The French Gardener(12)
“Did she listen to you?”
“I think so. The trouble is she’s overemotional, can’t see the forest for the trees. At the moment she just wants out. I told her money is important, at least for the sake of her son. She knows what’s good for her. I’m happy to help. I never liked her husband anyway. A real ass!”
“It’s shocking how many of our friends are divorcing,” Miranda sighed. “Once we get sorted we should invite Blythe and Rafael for the weekend. He’s a dear little boy and might be a good influence on Gus. Typical, isn’t it? We meet again after years, discover we’re neighbors, then I move down here. The boys were just getting to know each other.”
“So long as Gus doesn’t bite Rafael.”
“Let’s give it some time. Gus will settle.” Her face darkened a moment. The problem with Gus wasn’t going to go away.
“Do you think he should see someone?” she asked tentatively.
“A shrink?” David was appalled.
“Well, a child psychologist.”
“Over my dead body am I letting someone interfere with my son. There’s nothing wrong with Gus. Nothing that boarding school won’t put right.”
“But he doesn’t go for nearly another year—and he doesn’t want to go.”
“It’s a stage. He’ll grow out of it. You’ve just got to stay on top of it, Miranda. You’re the one around all week. It’s up to you.”
“I suppose you’re going to tell me to run my family like a business. That Gus is my biggest client.” She let out a shallow laugh.
“No darling, he’s the business,” David corrected, quite seriously. “I’m your biggest client.”
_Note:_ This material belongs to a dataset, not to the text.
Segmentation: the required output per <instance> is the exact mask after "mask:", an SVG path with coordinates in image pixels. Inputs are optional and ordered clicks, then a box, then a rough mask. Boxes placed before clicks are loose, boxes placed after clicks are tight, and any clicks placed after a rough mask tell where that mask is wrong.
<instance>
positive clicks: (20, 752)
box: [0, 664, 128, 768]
After watching the news they both went to bed. David sat up reading The Economist while Miranda, drunk and exhausted, curled into a ball with a pillow over her eyes to block out the light, used to having the bed to herself. They didn’t make love. David made no advances and Miranda, while affronted that he didn’t desire her after a week apart, was rather relieved.
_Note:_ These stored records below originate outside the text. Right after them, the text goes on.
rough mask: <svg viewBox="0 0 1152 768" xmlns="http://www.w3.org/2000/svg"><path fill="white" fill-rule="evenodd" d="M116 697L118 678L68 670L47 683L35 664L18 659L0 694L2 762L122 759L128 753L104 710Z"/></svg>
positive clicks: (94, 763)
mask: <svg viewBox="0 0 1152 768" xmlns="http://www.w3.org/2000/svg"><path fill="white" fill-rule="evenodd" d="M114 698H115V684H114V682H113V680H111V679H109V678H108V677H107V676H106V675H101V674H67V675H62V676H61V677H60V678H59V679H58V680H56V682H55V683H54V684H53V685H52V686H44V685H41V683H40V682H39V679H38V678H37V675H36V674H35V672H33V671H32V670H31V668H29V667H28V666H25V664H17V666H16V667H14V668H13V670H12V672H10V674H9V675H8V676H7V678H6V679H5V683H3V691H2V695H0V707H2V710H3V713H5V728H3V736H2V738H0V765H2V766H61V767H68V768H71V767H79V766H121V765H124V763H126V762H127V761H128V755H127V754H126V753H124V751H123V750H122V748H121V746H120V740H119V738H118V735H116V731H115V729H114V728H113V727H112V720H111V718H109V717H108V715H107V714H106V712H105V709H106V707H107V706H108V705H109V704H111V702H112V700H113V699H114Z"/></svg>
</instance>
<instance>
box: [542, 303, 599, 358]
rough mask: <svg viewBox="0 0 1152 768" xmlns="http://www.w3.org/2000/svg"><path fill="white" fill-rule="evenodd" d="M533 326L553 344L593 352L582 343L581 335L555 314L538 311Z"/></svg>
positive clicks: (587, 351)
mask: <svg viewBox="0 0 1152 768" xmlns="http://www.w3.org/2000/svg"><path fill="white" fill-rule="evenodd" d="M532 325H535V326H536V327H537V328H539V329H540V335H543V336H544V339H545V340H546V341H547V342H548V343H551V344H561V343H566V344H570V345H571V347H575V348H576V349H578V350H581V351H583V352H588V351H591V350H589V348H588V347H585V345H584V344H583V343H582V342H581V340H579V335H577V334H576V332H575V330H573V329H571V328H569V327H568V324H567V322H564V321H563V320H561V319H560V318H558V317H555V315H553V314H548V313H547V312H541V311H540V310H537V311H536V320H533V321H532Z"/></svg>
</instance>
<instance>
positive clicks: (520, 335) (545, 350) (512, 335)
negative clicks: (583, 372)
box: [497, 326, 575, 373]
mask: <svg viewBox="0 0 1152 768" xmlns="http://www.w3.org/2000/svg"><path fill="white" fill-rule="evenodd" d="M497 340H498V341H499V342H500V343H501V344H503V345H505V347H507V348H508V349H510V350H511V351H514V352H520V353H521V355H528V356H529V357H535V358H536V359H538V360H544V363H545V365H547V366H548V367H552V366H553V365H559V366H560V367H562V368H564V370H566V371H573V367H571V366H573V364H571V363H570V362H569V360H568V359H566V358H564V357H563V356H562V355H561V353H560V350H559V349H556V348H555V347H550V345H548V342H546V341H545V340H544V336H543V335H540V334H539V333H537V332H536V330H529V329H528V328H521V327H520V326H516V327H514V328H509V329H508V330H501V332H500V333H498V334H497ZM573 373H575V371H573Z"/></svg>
The following morning, Storm entertained herself playing in her bedroom, while Gus, banned from television, wandered into the woods to set traps for unsuspecting animals. David read the papers over breakfast of eggs, bacon and toast, which Miranda cooked. She prepared to interview the gardener. “Do you want to see him with me?” she asked David, who, without taking his eyes from the Telegraph, replied that it was her department. “You’re Minister of Domestic Policy,” he said.
“And who are you?” she asked, irritated by his lack of interest.
“I’m prime minister,” he replied. “If you want a second opinion I’ll gladly give it. Otherwise, darling, I trust your judgment implicitly.”
Miranda sent David off to sample Cate’s coffee and waited in her study. She was tired of having to do everything herself. She recalled the army of builders and decorators she had marched down to Hartington to transform the house into her dream home. David had let her decorate it as she wished—her good taste was one of the reasons he had married her—and dutifully paid the bills without resistance. As minister of domestic policy, she was expected to build a home for him and their children. It didn’t occur to him to step down from his high office and help. It struck her that there was nothing they shared anymore. Even the children fell under her jurisdiction while he was the prime minister puppeteer, holding all the strings.
As she pondered the state of her marriage the doorbell rang and she hurried across the hall. She took a deep breath and prayed that Mr. Underwood would be the perfect gardener and added, while she was on the line to the Lord, that a cook and a housekeeper might follow. She opened the door to find a gnomelike man dressed in a brown jacket and trousers with a tweed cap set on an abundant crown of curly gray hair. When he saw her he hastily took off the cap and held it against his waistcoat.
“I’m Mr. Underwood, come about the gardening job,” he said in a broad Dorset accent. Miranda didn’t extend her hand; he looked as though he wouldn’t know what to do with it.
“Do come inside, Mr. Underwood,” she replied, stepping aside to let him pass into the hall. A gust of damp wind blew in with him. “Gosh, it is wet today,” she exclaimed, closing the door behind him. “I hate drizzle.”
“Global warming,” he said dolefully. “One day it’s as hot as summer, the next it’s as cold as Siberia! These days you don’t know what to expect.”
“Please come into my study, Mr. Underwood.” He followed her, casting his eyes over the flagstone floor and freshly painted cream walls. There was a large, empty fireplace where logs should have been burning and a pretty rug where one would expect a couple of sleeping dogs. When the Lightlys had owned Hartington there was always a fire in the grate and a cheery flower arrangement on the wide refectory table in the hall. The round table that now took its place looked lonely with only a lifeless sculpture positioned on top.